Twenty-eight typewritten pages, the Committee's document is divided into three parts, touching on the mechanism for advancement at Harvard, the methods of advancement at other colleges and an expression of the student's points of view.
Student Viewpoint
Pointing out that in many cases, the members of the faculty are "unable to take the time to consider the point of view of the student in making up their minds on advancement or possible dismissal," the report suggests the creation of a student Committee on Curriculum, keeping in mind the agency "already in operation at Vassar."

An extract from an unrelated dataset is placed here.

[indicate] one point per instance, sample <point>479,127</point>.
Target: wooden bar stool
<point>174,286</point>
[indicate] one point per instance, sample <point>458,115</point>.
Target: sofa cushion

This Committee would have a representative from each field of concentration, who would be chosen with the advice of the Department chairman "on the basis of intellectual ability, . . . . with an eye towards his spirit of neutrality, and on the basis of a genuine interest in the problems of education."
"The purpose behind establishing such a committee," the Council report states, would be to give the University a way of sounding out Undergraduate opinion "more scientifically." The report also states the necessity for "secrecy in dealings with officials of the University."
"The danger of putting any one student in a position of some authority on advancement" which "must in some way be obviated" will be solved, the report says, by making the student representatives "nothing more than collectors and weighers of information. They should never give their own opinion on a teacher."
Report, Part 1
In the opening part of the report, the Committee wrote that "the ideal of the University is to staff itself with men eager to take part in the advancement of knowledge, and at the same time eager to pass this knowledge on to their successors."
"The University feels that most men whose minds are equal to the tests of research work are capable of becoming competent teachers; the Committee is in substantial agreement with this view. It agrees also that a good teacher cannot necessarily become a good research man.
"For a University to disregard either teaching or research would be robbing Peter to pay Paul," says the report, and goes on to point out that in other colleges they "generally place more emphasis on teaching than research in their criteria for appointment and advancement."
The Committee says that "men seeking permanent positions on the Faculty consider their own work more important than their teaching. In practice this means that the teachers under 45 and below the rank of associate professor strongly feel that there is pressure on them to turn out their own work."
Discussing the situation in which a younger man does not know on which basis he will be judged for promotion, the committee's report says that "the present state of doubt must be cleared up."
The Committee for the investigation was appointed last April following the notice given to Instructors Walsh and Sweezy by the Economics department.